April 26, 2008

"The Fifth Column" Isn't Sturdy Enough

The Mint Theater Company prides itself on presenting unknown plays by very well known writers. Over the years, it has presented, with varying degrees of success, plays by D. H. Lawrence, A.A. Milne, Dawn Powell, Thomas Wolfe, Leo Tolstoy and, most recently, Ernest Hemingway. I’d never seen a Mint production (although last fall’s world premiere of a “new” Tolstoy work was tempting) and since I fell under the Hemingway mystique while reading Carlos Bakers’ still-unrivaled 1969 biography, I decided to see the Mint’s production of The Fifth Column, the only play Hemingway every wrote and something of a companion piece to his classic novel “For Whom the Bell Tolls.”

Hemingway wrote The Fifth Column in 1937, while in Madrid covering the Spanish Civil War. The play centers around two American journalists—clearly modeled on Hemingway and his soon-to-be wife Martha Gellhorn—who are covering that conflict and getting more involved in it than they should.
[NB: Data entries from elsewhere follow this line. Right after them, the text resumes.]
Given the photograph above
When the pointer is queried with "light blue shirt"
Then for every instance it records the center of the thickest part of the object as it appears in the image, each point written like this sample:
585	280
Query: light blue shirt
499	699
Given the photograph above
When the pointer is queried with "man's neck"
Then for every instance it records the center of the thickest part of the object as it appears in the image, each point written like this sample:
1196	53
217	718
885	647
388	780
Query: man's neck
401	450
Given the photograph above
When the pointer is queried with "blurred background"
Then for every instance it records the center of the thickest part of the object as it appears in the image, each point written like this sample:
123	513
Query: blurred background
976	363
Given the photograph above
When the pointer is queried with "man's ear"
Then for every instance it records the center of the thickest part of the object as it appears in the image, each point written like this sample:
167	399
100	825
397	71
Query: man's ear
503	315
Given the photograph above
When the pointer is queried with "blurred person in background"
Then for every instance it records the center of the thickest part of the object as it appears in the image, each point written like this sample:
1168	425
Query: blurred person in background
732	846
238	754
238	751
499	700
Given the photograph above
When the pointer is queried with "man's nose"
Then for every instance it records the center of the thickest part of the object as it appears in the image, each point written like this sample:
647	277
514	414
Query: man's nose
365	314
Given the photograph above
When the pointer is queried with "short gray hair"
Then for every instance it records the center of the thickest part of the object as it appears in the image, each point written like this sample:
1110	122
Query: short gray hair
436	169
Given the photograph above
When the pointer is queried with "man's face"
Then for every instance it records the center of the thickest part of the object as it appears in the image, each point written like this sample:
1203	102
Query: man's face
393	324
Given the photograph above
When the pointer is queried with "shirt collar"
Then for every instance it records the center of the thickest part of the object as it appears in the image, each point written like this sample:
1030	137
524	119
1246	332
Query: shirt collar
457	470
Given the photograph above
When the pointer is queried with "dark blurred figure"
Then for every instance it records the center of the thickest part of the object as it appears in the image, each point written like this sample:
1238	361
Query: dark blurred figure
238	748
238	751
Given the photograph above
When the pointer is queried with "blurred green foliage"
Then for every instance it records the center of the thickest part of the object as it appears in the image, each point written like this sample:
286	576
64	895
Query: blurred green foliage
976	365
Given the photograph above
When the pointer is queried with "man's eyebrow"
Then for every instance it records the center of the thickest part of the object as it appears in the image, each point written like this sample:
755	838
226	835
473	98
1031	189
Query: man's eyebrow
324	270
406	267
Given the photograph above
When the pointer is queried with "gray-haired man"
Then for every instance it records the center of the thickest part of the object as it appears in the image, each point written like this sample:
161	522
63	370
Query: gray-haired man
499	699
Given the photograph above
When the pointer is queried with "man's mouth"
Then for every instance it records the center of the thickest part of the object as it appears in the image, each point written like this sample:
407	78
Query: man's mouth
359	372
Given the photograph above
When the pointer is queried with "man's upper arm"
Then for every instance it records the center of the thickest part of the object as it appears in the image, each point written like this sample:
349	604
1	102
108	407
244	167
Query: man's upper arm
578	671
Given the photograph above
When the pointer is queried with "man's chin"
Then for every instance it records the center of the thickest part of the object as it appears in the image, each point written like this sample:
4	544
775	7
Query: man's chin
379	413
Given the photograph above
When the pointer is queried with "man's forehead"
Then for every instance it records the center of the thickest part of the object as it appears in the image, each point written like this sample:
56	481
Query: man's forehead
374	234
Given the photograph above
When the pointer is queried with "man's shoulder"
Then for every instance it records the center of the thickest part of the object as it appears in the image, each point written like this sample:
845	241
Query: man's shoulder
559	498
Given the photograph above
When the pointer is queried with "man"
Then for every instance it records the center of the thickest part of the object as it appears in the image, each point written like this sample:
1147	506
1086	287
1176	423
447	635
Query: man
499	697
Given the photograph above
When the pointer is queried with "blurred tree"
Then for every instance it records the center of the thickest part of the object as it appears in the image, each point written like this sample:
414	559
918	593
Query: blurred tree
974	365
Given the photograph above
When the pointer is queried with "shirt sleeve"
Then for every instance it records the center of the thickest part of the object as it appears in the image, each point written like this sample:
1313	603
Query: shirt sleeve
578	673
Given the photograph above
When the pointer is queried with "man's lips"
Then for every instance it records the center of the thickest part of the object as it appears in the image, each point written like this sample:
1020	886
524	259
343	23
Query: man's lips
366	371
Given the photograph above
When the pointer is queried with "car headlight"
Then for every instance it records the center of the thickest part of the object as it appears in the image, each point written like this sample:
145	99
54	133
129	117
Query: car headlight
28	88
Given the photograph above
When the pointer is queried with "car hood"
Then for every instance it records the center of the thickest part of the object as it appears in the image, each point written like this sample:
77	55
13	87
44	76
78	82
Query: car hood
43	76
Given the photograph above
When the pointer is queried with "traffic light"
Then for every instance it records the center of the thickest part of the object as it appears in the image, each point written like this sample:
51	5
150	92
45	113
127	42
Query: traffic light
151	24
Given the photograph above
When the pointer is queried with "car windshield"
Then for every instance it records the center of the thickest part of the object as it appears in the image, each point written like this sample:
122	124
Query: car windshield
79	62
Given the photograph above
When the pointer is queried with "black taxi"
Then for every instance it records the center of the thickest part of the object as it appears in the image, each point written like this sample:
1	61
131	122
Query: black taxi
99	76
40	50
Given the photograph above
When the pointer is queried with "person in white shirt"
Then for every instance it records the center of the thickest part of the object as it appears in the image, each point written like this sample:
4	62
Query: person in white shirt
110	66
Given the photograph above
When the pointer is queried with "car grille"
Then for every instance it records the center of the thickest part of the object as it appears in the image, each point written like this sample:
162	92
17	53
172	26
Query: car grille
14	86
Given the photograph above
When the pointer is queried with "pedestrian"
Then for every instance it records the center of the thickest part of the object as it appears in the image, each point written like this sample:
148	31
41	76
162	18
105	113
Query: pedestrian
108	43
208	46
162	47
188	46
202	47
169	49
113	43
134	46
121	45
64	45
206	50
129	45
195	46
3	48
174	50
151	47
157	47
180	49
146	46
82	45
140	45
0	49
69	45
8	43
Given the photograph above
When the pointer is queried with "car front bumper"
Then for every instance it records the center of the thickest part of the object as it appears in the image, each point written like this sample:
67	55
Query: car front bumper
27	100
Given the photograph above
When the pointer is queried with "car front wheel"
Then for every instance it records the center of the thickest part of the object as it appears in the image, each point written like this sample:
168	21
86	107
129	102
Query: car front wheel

Hemingway shopped the play around for a while until the Theater Guild finally agreed to produce it in 1940 but, apparently believing him to be a better novelist than playwright, the Guild brought in Hollywood screenwriter Benjamin Glazer to doctor the script.


The Glazer version opened on March 6, 1940, the same year that “For Whom the Bell Tolls” hit the bestsellers’ list and three years before the Gary Cooper-Ingrid Begman film adaptation of the novel hit the big screen. The play was directed by Lee Strasberg and starred Franchot Tone as the Hemingway stand-in Philip Rawlings. (Lee J. Cobb, who nine years later would create the role of Willy Loman in Death of A Salesman, had a supporting role as an underground fighter who enlists Rawlings’ help.) The critics liked it. “Although The Fifth Column is an uneven play that never recovers in the second act the grim candor of the beginning, it manages to make a statement that is always impressive and sometimes poignant or shattering,” wrote Brooks Atkinson, who was so impressed that he wrote a longer analysis 10 days later (click here to read it).


Still, the show played just 87 performances and a national tour fell apart when Tone bought out his contract. The play was never produced again until the Mint’s artistic director Jonathan Bank decided to put it on. Bank, who also directs this production, has gone back to Hemingway’s original three-act script, which gives the Mint bragging rights to a world premiere but made me wonder what the shorter version Atkinson championed might have been like since the show my buddy Bill and I saw simply isn’t very good.


The cast of 13, lead by Kelly AuCoin as Rawlings, Heidi Armbruster as his paramour Dorothy Bridges and Ronald Gutterman as the freedom fighter Max, is fine. Although Jeff Nellis’ lighting and Jane Shaw’s sound design are actually better. But probably the best part for me was the exhibit in the lobby that recounts the show’s history, complete with photos of and even letters by Hemingway and Gellhorn. You can see it, and the play too, through May 18.

In the meantime,
I'm wondering what Gellhorn, an outstanding war correspondent in her own right, thought of his portrait of her. Earlier this year, she got her own play when another small company, the Keen Company, presented The Maddening Truth. Its playwright David Hay doesn't have a famous name but I think I might have enjoyed that one more.